La resistencia de los socialistas ha sido especialmente fructífera en Cataluña, donde han mejorado en todas las circunscripciones: ganan muchos concejales y recuperan las alcaldías de Lérida, Gerona y Tarragona, aunque en Barcelona, donde han superado a todos menos al renacido Trias, el de frenillo defectuoso, parece que no van a poder hacerse, finalmente, con ella. En cualquier caso, sus resultados son esperanzadores: como freno del independentismo, pero también del neoliberalismo y, sobre todo, del fascismo de VOX. Curiosamente, así como en el resto de España la mayoría de los votos de Ciudadanos se han refugiado en el PP, en Cataluña han beneficiado a los socialistas. Entre otras razones, porque en Catalunya el PP nunca ha existido, y sigue sin existir, pese a los cuatro representantes que ha colocado en el ayuntamiento de Barcelona.
Maravilla la ceguera, la cerrazón de alguna gente. Ciudadanos era un partido zombi desde las elecciones generales de noviembre de 2019, en que cayó de los 57 diputados que tenía en el Congreso a solo 10. Albert Ribera, aquel trabajador de banca, simpatizante del PP, que había hecho de la desnudez, la insolencia y el españolismo más desembarazado valores políticos, dimitió a resultas de batacazo y, desde entonces, Ciudadanos no ha hecho sino cosechar fracaso tras fracaso, un derrumbe que ha culminado en las elecciones del 28 de mayo, en que se ha quedado tan desnudo como su líder original. Pese a esta debacle continuada, que se acentuaba en cada ocasión, y pese al cambio de líder —que pasó a ser Inés Arrimadas, una mujer con cuajo solo de boquilla e insoportablemente grosera, como casi todos los de su formación, con Girauta en la cúspide de la zafiedad—, la renovación de los equipos (que disimulaba las continuas defecciones: nada espanta más a los elegibles que la seguridad de no ser elegidos) y hasta la refundación del partido, a cuya cumbre ha accedido una meliflua e insustancial Patricia Guasp, Ciudadanos ha seguido en la brega, indiferente, inmune a la realidad, insistiendo en remontadas e ilusionamientos, sin querer aceptar que su proyecto se había volatilizado, como en su momento se evaporó su precedente y tenebroso par, UPyD, de la inenarrable Rosa Díez, aunque esta tuvo la lucidez —en ella no demasiado abundosa— de reconocer el fiasco y quitarse de en medio. El indestructible pensamiento desiderativo de los náufragos de Ciudadanos les ha impedido ver que ya se habían ahogado.

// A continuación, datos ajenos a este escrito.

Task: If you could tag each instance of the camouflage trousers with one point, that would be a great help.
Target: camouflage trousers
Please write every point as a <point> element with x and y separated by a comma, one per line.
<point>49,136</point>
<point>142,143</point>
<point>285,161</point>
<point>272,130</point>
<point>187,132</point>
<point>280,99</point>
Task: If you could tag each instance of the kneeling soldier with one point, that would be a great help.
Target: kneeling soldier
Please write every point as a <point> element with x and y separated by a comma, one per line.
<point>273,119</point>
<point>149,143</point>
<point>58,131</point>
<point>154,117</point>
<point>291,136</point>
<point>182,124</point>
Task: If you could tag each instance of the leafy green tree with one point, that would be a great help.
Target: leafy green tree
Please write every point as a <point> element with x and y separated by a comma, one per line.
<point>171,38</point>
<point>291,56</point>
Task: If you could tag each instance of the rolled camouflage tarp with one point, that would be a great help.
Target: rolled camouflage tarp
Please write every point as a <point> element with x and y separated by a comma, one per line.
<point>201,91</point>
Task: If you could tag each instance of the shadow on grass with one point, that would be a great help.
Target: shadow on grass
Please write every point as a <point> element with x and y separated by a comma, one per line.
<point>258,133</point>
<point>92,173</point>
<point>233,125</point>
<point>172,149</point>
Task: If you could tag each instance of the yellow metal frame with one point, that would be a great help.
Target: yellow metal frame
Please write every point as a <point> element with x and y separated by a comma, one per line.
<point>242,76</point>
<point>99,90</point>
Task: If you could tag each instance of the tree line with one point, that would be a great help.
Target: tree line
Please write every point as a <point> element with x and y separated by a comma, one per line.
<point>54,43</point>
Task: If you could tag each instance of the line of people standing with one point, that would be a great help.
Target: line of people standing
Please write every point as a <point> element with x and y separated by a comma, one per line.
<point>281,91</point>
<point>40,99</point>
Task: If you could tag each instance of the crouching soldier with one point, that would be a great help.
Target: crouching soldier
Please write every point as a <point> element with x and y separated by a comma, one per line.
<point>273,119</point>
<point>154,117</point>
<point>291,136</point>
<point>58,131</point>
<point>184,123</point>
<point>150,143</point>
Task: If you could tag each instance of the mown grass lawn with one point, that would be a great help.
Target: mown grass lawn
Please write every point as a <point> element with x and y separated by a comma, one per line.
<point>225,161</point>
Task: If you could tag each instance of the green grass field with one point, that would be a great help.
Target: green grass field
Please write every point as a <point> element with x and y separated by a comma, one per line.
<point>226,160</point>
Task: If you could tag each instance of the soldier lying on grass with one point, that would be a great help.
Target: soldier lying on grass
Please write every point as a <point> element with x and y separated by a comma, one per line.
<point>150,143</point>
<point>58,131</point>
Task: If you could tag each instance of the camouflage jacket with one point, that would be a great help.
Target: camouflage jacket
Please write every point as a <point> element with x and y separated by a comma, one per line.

Muy castigados han sido también los partidos a la izquierda del PSOE, especialmente Podemos, que paga un liderazgo débil y una radicalidad torpe. No obstante, el principal enemigo de la izquierda siempre ha sido la izquierda misma. Su división en una multitud de movimientos, partidos y facciones ha sido una de sus constantes históricas, desde la multiplicación de las Internacionales en el siglo XIX y las inveteradas luchas entre socialistas, comunistas y anarquistas (y de cada uno de ellos consigo mismo), hasta la actual sopa de letras del izquierdismo español. La derecha siempre ha tendido a unirse; la izquierda, a dividirse, como sabían bien los Monty Phyton y los miembros del Frente de Liberación de Judea. Una división que contribuyó a la derrota de la República española en la Guerra Civil, que llenó la Transición de grupos y grupúsculos muy rojos pero muy inútiles (yo recuerdo las paredes de las calles empapeladas de carteles llenas de hoces y martillos, pero también de siglas incomprensibles: PCE (r), PCE (marxista-leninista), PCE (VIII-IX Congresos), OCE (Bandera Roja), PRT, MCE, AC, LCR, PTE, PSP, UCE y muchísimos más, y que ha hecho casi imposible, en estas elecciones, que la izquierda tradujera en representantes todos los votos que ha obtenido. El caso de la ciudad de Huesca ha sido paradigmático: hasta cuatro partidos de izquierda (Podemos, IU, Equo y Chunta Aragonesista) han obtenido, cada uno, un cuatro y pico por ciento de los votos emitidos, pero, como el límite para entrar en el Pleno del ayuntamiento era el 5%, ninguno ha obtenido representación, a pesar de que el porcentaje de apoyo a esta izquierda sumaba el 18% del electorado. No sé si el proyecto Sumar de la vicepresidenta Díaz tendrá éxito, pero su existencia responde a un mal al que la izquierda no ha sabido sobreponerse a lo largo de la historia. Yo, desde luego, le deseo éxito.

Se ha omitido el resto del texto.